Strategic Route 6 - North London Line and Thameside was the designation Network Rail gave to a grouping of railway lines in Greater London and the East of England region that encompassed the London, Tilbury and Southend Line and overground commuter lines within London. The route provided key services to Southend and London suburban areas as well as supporting various freight routes within London.

In 2010, Network Rail restructured its route categorisation. Route 6 was split into Strategic Route E: North London Line, and Strategic Route F: Thameside.

==Strategic route sections==

The Route was divided into a number of separate Strategic Route Sections (SRS's) that were defined based on route use, infrastructure and historical lines.

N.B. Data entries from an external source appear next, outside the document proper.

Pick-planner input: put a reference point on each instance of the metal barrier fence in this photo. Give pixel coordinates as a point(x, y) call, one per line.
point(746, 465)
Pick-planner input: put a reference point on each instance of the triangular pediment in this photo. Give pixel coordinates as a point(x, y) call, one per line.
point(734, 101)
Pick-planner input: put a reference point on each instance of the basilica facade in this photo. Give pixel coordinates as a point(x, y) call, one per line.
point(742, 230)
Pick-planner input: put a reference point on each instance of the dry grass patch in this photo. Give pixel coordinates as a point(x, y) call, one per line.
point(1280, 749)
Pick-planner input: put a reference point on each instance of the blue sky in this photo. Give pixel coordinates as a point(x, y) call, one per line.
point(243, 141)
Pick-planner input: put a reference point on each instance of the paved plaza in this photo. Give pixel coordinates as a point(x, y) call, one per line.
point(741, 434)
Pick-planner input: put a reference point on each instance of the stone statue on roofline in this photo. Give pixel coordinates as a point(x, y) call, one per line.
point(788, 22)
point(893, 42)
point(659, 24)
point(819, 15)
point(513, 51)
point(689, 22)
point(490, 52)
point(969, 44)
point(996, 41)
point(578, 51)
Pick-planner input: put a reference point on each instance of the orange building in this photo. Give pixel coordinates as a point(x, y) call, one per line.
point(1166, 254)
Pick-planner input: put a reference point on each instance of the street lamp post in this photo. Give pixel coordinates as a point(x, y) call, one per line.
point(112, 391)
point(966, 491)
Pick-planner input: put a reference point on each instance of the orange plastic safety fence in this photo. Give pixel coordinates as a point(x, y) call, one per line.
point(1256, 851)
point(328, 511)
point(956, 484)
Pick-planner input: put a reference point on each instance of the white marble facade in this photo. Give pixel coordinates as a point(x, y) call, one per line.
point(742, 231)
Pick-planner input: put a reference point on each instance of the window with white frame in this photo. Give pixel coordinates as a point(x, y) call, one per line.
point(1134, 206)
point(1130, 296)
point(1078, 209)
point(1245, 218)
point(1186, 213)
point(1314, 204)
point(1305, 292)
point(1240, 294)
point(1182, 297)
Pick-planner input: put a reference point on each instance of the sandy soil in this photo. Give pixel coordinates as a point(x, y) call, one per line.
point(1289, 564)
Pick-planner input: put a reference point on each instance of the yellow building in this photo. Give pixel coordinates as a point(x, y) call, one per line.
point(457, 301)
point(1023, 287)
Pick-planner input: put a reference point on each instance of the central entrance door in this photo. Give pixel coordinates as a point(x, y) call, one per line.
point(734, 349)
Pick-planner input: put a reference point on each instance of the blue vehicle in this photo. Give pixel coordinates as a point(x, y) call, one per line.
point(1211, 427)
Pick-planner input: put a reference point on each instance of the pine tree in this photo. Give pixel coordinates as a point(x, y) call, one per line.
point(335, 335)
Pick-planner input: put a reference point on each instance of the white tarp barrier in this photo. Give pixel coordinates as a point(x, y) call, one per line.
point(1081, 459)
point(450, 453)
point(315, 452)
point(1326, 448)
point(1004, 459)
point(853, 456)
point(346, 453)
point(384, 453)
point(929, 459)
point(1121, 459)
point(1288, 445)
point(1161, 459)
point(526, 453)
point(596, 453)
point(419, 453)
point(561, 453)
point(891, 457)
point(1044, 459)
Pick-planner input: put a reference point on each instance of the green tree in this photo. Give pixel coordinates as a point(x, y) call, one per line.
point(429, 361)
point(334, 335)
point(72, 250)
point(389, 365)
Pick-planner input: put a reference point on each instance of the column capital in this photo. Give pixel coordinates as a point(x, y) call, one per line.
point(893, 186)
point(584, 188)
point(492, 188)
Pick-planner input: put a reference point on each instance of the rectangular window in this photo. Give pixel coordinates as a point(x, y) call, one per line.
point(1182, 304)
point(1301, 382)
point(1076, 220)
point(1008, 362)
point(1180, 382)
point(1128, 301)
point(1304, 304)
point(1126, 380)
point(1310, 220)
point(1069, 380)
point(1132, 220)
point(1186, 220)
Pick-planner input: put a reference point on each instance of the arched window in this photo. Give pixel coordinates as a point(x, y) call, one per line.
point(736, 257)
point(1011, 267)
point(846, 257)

| Route | Strategic Route Sections (SRS) | Corresponding historical lines (whole & partial) |
| Route 6 - North London Line and Thameside | 06.01 - NLL: Gospel Oak – Stratford | North London line |
| 06.02 - Fenchurch Street – Shoeburyness | London, Tilbury and Southend Line (including the Bow Curve) |
| 06.03 - Forest Gate Jn – Barking | Gospel Oak to Barking line |
| 06.04 - Barking – Pitsea | London, Tilbury and Southend Line |
| 06.05 - Gospel Oak – Woodgrange Park | Gospel Oak to Barking Line |
| 06.06 - NLL: Willesden Jn– Gospel Oak | North London Line |
| 06.07 - NLL: Richmond/Old Kew Jn – Willesden Jn | North London Line |
| 06.08 - Other Freight Lines | Various freight lines |
| 06.09 - NLL: No1 Lines | Freight line |
| 06.10 - Dudding Hill Line | Freight line |

==Railway planning==
As part of its Strategic Business Plan, Network Rail annually published a Route Plan for each route, including Route 6; the 2008 and 2009 Route 6 plans are available online.

Together with Route 7 - Great Eastern and Route 5 - West Anglia, the London, Tilbury and Southend Line section of the route was included in the Greater Anglia Route Utilisation Strategy. The North London Lines section of the route was included in the Cross London Route Utilisation Strategy.

==Proposed developments==
The Greater Anglia RUS includes a number of proposal for the future development of the route.
In the medium term, 2009–14, this plan includes minor infrastructure works and additional rolling stock to allow all main line peak-service trains to be extended to 12-car formation.
Also included is the proposal for the extension of platforms on the Tilbury loop and Ockendon branch to handle 12 cars, to allow all main line peak-service trains to be extended to 8 or 12-car formation.
In the longer term intentions are to continue the lengthening of peak trains to 12-car formation. Enhancements to the power supply of the route are intended for completion by 2012 to interface with those carried out on Route 5 and Route 7.